From Chasm Software Wiki
CHASM uses a machine learning method called Random Forest that learns to distinguish between driver and passenger somatic missense mutations, based on a training set of labeled positive (driver) and negative (passenger) examples. The positive class of driver mutations was curated from the COSMIC database and the negative class is composed of synthetic passenger mutations, which are generated according to background base substitution frequencies observed for the specific tumor type (passenger mutation rates). We annotate mutations with multiple features, including amino acid substitution properties, alignment-based estimates of conservation at the mutated position, predicted local structure at the mutated position, and annotations curated from the UniProtKB feature table. The user provides a list of mutations for prediction, as well as a table describing the passenger mutation spectrum for the tumor type in which the mutations were observed. For more information, please refer to these publications.
CHASM is packaged together with SNVBox, a database of predictive features precomputed for every codon in all expressed mRNA transcripts included in the Refseq, CCDS and Ensembl databases. Given a transcript (or protein) accession number, amino acid position, reference and mutant amino acid residues in the encoded protein, and a list of features, SNVBox retrieves the features of interest for the mutation. SNVBox is a command line utility and can be used independently of CHASM. Our software tools are designed to run on modern Linux platforms and to be incorporated into larger genomic annotation pipelines.
CHASM Mutation Scoring Process
Below is a diagram illustration of the CHASM mutation scoring pipeline.

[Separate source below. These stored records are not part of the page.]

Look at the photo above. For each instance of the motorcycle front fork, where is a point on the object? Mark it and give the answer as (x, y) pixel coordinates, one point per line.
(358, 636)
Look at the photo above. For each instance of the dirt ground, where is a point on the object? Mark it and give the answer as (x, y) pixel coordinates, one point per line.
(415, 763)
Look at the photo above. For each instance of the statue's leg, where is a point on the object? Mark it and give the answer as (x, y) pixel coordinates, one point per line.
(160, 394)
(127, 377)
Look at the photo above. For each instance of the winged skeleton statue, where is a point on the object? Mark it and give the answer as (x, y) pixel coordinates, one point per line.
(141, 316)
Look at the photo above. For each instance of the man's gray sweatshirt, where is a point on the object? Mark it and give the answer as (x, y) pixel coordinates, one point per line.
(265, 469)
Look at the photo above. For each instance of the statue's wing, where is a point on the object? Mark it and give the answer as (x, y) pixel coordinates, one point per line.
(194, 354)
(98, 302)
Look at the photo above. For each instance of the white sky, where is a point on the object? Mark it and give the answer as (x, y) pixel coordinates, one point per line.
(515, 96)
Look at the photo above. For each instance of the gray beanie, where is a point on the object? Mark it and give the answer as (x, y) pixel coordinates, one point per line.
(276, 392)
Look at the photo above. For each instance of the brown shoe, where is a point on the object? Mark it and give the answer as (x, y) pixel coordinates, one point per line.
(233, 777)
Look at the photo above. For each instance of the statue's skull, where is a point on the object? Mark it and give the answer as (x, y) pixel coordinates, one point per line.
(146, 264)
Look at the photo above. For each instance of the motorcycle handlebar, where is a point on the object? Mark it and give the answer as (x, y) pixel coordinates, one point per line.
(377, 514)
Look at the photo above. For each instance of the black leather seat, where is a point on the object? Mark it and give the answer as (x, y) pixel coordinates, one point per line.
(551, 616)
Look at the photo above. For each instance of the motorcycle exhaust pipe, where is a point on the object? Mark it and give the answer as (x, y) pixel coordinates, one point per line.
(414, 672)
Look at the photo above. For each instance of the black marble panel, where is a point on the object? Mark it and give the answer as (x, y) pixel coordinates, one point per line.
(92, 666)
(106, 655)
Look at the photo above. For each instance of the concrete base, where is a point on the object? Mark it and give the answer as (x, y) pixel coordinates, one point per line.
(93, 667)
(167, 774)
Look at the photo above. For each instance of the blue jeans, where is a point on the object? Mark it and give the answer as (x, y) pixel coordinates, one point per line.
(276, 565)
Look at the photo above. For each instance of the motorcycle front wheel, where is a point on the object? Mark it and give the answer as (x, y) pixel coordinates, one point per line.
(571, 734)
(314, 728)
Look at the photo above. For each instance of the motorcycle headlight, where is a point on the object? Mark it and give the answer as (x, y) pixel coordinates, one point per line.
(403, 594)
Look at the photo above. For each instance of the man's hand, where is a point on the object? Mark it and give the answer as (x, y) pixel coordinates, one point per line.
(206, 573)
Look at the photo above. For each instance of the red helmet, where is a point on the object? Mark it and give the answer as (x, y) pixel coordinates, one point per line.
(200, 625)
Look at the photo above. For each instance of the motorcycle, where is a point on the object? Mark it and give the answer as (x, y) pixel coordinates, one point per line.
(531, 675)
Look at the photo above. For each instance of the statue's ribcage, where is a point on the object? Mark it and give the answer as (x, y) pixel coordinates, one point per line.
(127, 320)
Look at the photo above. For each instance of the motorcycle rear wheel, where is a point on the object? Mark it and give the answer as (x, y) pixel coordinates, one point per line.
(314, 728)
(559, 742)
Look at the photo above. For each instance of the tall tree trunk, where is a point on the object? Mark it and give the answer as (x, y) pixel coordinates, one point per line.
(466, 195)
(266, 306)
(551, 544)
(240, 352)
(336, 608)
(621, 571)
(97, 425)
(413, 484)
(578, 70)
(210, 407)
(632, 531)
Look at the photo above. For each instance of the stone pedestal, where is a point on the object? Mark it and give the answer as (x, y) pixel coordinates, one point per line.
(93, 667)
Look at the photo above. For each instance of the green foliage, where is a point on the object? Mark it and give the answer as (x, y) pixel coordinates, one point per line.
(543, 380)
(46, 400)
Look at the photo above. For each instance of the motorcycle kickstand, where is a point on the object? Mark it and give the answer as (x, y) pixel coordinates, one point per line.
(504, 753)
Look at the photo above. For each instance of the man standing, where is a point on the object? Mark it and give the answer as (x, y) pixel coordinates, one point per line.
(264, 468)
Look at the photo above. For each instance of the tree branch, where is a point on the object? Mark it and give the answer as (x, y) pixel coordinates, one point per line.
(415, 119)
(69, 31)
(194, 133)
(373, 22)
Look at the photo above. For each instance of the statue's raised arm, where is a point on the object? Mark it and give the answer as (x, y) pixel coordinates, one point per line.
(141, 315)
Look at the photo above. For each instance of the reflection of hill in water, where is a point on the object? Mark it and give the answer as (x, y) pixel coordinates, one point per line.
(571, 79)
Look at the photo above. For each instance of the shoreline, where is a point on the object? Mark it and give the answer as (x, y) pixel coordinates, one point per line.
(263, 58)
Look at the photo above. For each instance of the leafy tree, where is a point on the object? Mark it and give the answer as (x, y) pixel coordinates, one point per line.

- Somatic non-synonymous single nucleotide mutations to be classified are specified in the form of a transcript accession identifier (RefSeq, CCDS or Ensembl), codon position, reference amino acid residue and mutant amino acid residue. Protein accession identifiers are also accepted.
- Tumor-specific passenger mutation rates are specified.
- Passenger mutations are generated in silico by randomly mutating codons in RefSeq mRNA transcript sequences (included in Classifier Pack), according to tumor-specific passenger mutation rates.
- The classifier is trained using the Classifier Pack driver mutations and the synthetically generated passenger mutations
- Mutations input by the user are scored by the classifier. A score is defined as the fraction of trees in the Random Forest that voted for the mutation being classified as a passenger.
- A second set of passenger mutations is generated (as above) but is filtered to remove any mutations that occur in genes previously associated with cancer in the Cancer Gene Census, COSMIC Cancer Genes, and MSigDB Cancer Genesets (collection C4). The filtered passengers are scored by the classifier to generate an empirical null score distribution.
- P-values are calculated based on the null score distribution and the Benjamini-Hochberg is applied to estimate the false discovery rates.
CHASM Training Set
The CHASM training set is composed of driver missense mutations from the COSMIC database and synthetic passenger missense mutations simulated to reciprocate the mutation spectrum observed in tumors of similar histological origin.
The driver class of the training set is constructed as follows:
- Genes in the COSMIC database are designated oncogenes or tumor suppressors based on patterns of nonsynonymous mutation observed across multiple tumor sequencing studies.
- A gene is considered an oncogene if the ratio of nonsynonymous mutations affecting the same amino acid position to all nonsynonymous mutations in the gene is greater than 0.15.
- A gene is designated a tumor suppressors if the ratio inactivating mutations (mutations resulting in a premature stop codon, or a shift in the codon reading frame) over all nonsynonymous mutations in the gene is greater than 0.15. Only genes harboring a minimum of 5 nonsynonymous mutations are considered.
- All missense mutations in genes that meet the criteria for oncogene or tumor suppressor in the COSMIC database are included in the driver mutation class.
The passenger class of the CHASM training set is synthetically generated to represent somatic missense mutations that might have occurred at random during tumorigenesis. Tumor sequencing studies have demonstrated DNA sequence specific differences in background substitution rates (also referred to as mutation spectra) among tumors of different histological origins.
Passengers are simulated by sampling from the mutation spectrum observed in sequenced tumors. The mutation spectrum for a tumor sequencing study is first quantified in a passenger mutation rate table. Previous studies of nonsynonymous somatic mutations in cancer have implicated base substitutions in four di-nucleotide contexts as having different mutation rates in some tumor types. In passenger mutation rate table construction, counts of base substitutions are collected and divided into eight groups: the four dinucleotide contexts (C in CpG, G in CpG, C in TpC, G in GpA) and all other events occurring at a A, C, G or T. Base substitutions occurring in genes that are frequently mutated in cancer are considered unlikely to have occurred at random and are not counted. The table is normalized to give relative prevalence of these base substitutions in the tumor genome.